These instructions are far from complete, but they'll serve as a starting point if you are interesting in trying to build this printer. Just post any questions you have in the comments, and I'll try to fill in the gaps as we go. Keep in mind: even though I managed to get my printer working, it will take a lot of ingenuity on your part to to make your own. This project is not for the faint of heart!
The frame is formed by laser-cut 6mm acrylic top and bottom plates (see DXF files) separated by 3/4" dia aluminum tubes (11" long) and clamped together with internal 1/4-20 threaded rod. The build platform is actually just the internal cutout from the bottom plate rotated by 60 degrees. It rests on three 10-32 leveling screws that are topped with 3D printed adjustment knobs and round rubber bumpers.
Print Head Carriage
This printer uses a Bowden-type extruder, but instead of the filament being fed in-line with the extruder nozzle, it comes in at a right-angle. This is necessary because the tension post moves around in the area above the carriage and would interfere with the Bowden tube. The carriage plate is 1/16" aluminum plate (see DXF files). I won't get into the hot-end/extruder details here, but I can provide more information up request.
This is the most complicated part of the printer. It uses 30# test Spectra fishing line which has very little stretch. Each of the 3 sides of the carriage plate is supported by two separate lines, similar
to a delta-style printer. For any given side, both lines wrap onto a single 10mm dia. spool on the motor shaft. For one side, the line goes from spool, thru the eyelet on the upper plate, down through
the eyelet on the carriage plate, back thru the same eyelet on the upper plate, and then finally to an adjustment screw. It takes quite a bit of patience to get this strung up. Examine the photos and
video carefully to see how the lines are routed. Note that each line has an effective pulley reduction of 2:1 which doubles the positioning resolution.
Eyelets & Adjustment Screws
The eyelets are formed from 0.035" dia hardened steel wire. I started by making a U-shape in the wire and then shoving the ends of the"U" through the holes in the carriage and upper plates. I then placed a thin spacer inside the "U" and folded the legs over to make sure that all the eyelets had exactly the same height. Finally, I cut off the excess wire with a Dremel cut-off blade.
To prevent abrasion of the fishing line as it goes thru the eyelets, I slid a small piece of 0.022" ID teflon sleeve over the line at each eyelet. The teflon sleeve stays in place while the fishing line
slides through it.
The very end of the fishing line is clamped between 2 nuts on the end of a 1" long 4-40 screw that is threaded thru the upper plate. Rotating the screw will wind up (or unwind) any excess fishing line.

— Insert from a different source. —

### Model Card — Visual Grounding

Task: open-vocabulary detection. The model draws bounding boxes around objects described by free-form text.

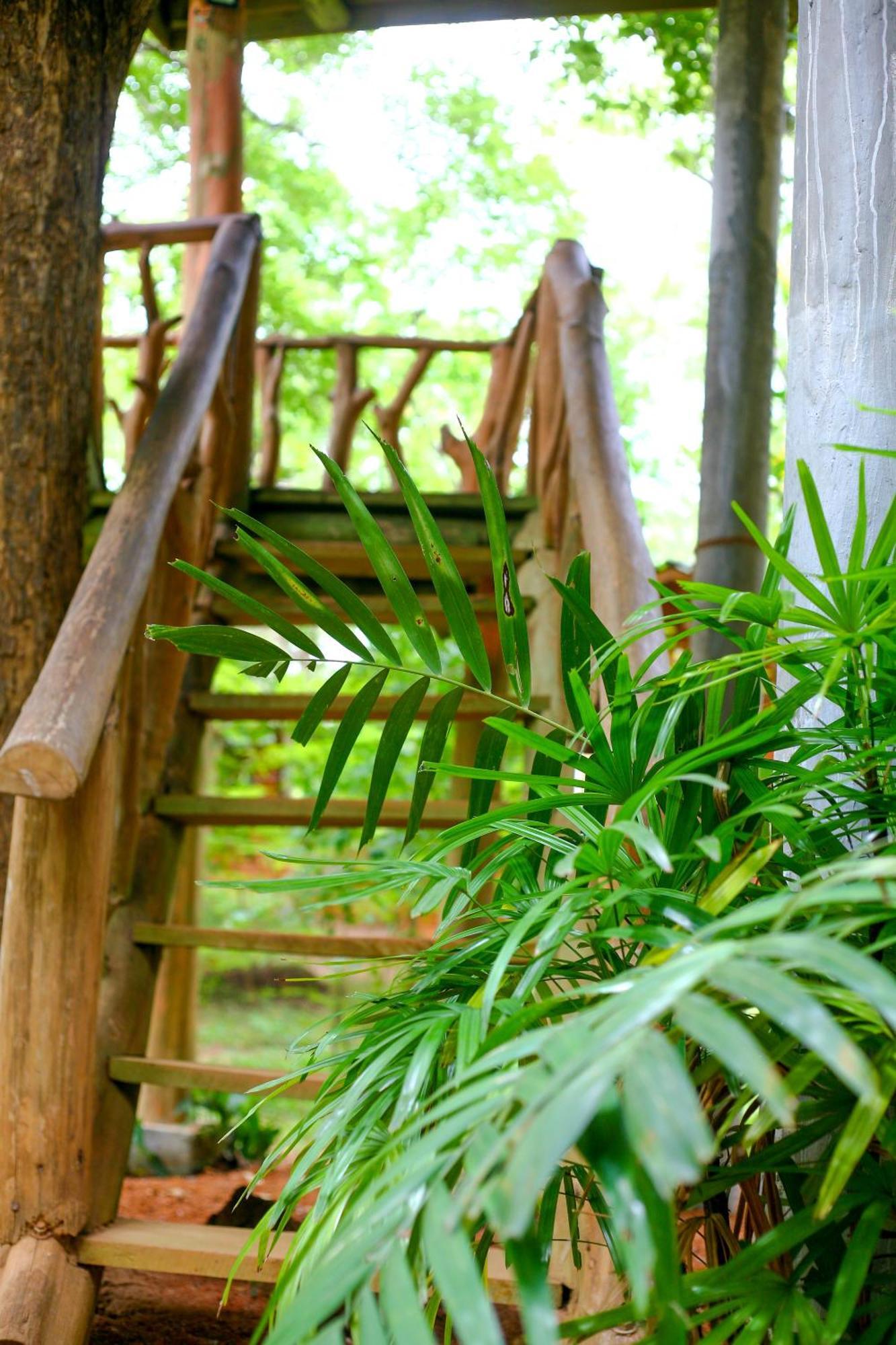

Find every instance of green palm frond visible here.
[153,447,896,1345]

This is the mechanism used to fine-tune the leveling of the carriage plate. The adjustment screw can then be locked in place with another nut against the upper plate.
The tension pole is a 0.292” dia, 18” carbon fiber tube that presses down onto the carriage plate to keep the strings in tension. At the bottom, it has a 1/2” dia. Nylon ball glued on that fits into a 3D printed cup. At the top, it has a cap with places to attach the tension springs. For springs, I've used 3” (active) lengths of 0.187” dia surgical tubing. Steel springs would probably be better, but the tubing is much easier for doing trial and error adjustments. I have the tubing stretched to about 6” when the print head is at the top.

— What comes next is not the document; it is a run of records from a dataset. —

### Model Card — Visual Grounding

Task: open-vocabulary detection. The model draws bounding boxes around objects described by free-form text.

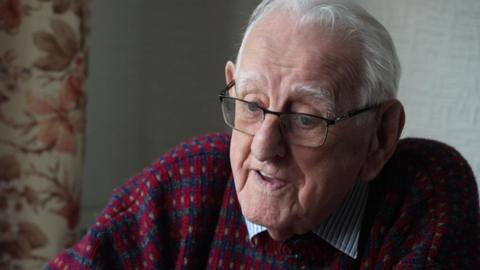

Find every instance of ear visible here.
[359,99,405,181]
[225,61,235,84]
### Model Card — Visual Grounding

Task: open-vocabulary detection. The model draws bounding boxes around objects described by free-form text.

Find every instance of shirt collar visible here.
[245,181,368,259]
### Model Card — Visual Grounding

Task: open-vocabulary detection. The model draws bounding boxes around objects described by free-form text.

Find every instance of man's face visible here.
[226,14,372,240]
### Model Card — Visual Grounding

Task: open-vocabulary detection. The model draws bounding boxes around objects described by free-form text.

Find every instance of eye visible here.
[246,102,260,113]
[294,114,319,129]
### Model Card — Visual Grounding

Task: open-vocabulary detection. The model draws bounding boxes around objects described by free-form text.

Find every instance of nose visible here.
[250,114,287,161]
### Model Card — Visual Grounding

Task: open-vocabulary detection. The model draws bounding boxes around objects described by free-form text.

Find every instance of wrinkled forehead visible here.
[235,13,361,110]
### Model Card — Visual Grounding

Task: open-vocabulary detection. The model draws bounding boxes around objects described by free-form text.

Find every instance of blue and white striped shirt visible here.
[245,181,368,259]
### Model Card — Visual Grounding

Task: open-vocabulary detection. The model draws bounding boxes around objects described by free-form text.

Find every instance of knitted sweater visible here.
[46,134,480,269]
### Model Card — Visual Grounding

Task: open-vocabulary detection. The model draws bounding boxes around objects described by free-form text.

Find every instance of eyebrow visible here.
[291,84,335,114]
[235,71,263,96]
[235,70,335,114]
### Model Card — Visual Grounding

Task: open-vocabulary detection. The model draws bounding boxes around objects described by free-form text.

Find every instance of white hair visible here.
[237,0,401,106]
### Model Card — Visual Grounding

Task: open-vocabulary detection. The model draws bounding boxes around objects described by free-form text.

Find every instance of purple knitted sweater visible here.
[47,134,480,269]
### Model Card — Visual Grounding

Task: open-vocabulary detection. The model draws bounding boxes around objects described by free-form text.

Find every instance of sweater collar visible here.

To keep the springs at more or less a constant tension, they are rigged with addition fishing line similar to the carriage plate lines. The line for each spring starts at the motor spool and is suppose to wrap up as the carriage lines unwrap. From the spool, the line goes thru an eyelet at center spacer, up thru the clip at the bottom of the spring, back down thru the same eyelet at the center spacer, and then to a clamping screw on the upper plate.
I've used a Printerboard running Marlin for the controller. I configured Marlin for a Delta printer, but I modified the kinematic equations for this printer. Normally, the parameter DELTA_DIAGONAL_ROD is the length of the rigid arms for a delta printer. In this implementation, this parameter is the starting length of the strings when the print head it in the top-center position. marlin_files.zip contains the modified configuration.h, pins.h and marlin_main.cpp files I used.
The one big unsolved issue is homing because there's no good place to put limit switches. My hack has been to use square knobs on the back of the motors. Before starting each print, I position each knob manually to exactly the same orientation so that the carriage is at its top-center position. This is the origin, and I set the Z-offset in my slicer to distance the table is below the nozzle tip (a negative number).